Les conséquences de cette prise de position de Standard & Poor’s sont multiples. Elles peuvent d’abord être psychologiques dans une Europe qui est en quasi-récession. Plus concrètement, elles peuvent entraîner des baisses des Bourses européennes, et agir sur le climat des affaires. En effet, il est à craindre un relèvement des taux d’intérêt pour les prochains emprunts des pays concernés, qui risque de se répercuter sur les crédits bancaires aux entreprises et aux ménages. Ceci pourrait entraîner une baisse des investissements et de la consommation, et augmenter le taux de chômage. Cependant, ce sont les semaines à venir qui vont nous éclairer. Certains économistes argumentent que les marchés financiers ont déjà anticipé la perte du triple A, et n’envisagent pas de répercussion grave sur les taux d’intérêts et d’activité économique. D’autre part, les Agences de notation Fitch et Moody’s ont maintenu le triple A pour la France. Ces économistes citent aussi comme exemple les Etats-Unis qui malgré la perte du triple A, ont pû emprunter dans de bonnes conditions.

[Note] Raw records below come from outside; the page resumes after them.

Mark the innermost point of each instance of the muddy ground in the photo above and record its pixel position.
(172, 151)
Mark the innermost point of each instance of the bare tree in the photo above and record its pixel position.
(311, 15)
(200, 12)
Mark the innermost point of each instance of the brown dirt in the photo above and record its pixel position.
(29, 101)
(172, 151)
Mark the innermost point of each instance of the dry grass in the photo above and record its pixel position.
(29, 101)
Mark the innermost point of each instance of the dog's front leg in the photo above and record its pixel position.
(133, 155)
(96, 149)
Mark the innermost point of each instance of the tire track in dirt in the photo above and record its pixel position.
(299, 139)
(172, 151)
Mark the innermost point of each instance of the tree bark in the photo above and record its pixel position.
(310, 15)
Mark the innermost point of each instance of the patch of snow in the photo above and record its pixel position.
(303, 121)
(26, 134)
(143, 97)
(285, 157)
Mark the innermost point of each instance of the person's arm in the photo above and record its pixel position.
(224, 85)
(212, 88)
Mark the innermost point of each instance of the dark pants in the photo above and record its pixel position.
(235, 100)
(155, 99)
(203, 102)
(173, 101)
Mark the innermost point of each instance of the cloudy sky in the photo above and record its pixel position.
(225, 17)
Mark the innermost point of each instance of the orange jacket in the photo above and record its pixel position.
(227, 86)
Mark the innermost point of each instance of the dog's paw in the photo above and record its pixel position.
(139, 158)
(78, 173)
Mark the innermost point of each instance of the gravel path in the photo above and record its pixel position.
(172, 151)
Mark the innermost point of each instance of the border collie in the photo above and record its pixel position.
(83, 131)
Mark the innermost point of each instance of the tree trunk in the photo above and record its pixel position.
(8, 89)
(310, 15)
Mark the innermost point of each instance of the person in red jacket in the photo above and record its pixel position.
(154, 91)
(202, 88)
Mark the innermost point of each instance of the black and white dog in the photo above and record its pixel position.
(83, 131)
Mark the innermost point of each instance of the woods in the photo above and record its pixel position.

Notre pays le Maroc doit suivre attentivement la situation en Europe qui concentre les 2/3 de nos échanges, investissements, tourisme, transferts financiers. Et ce particulièrement pour la France, qui est notre premier client, fournisseur, investisseur, et pourvoyeur de touristes et de transferts financiers. D’autre part, une détérioration des banques françaises peut avoir des conséquences sur leurs filiales au Maroc. La diversification de nos partenaires économiques devient de plus en plus impérieuse. D’abord en Europe, où nous devrons intensifier nos relations avec l’Allemagne, qui s’érige en première puissance économique européenne, et avec les autres pays est-européens. En dehors de l’Europe, nous devons développer nos échanges avec l’Afrique sub-saharienne, les pays de Golfe, l’Amérique et l’Asie. La réorientation externe de notre économie est un impératif.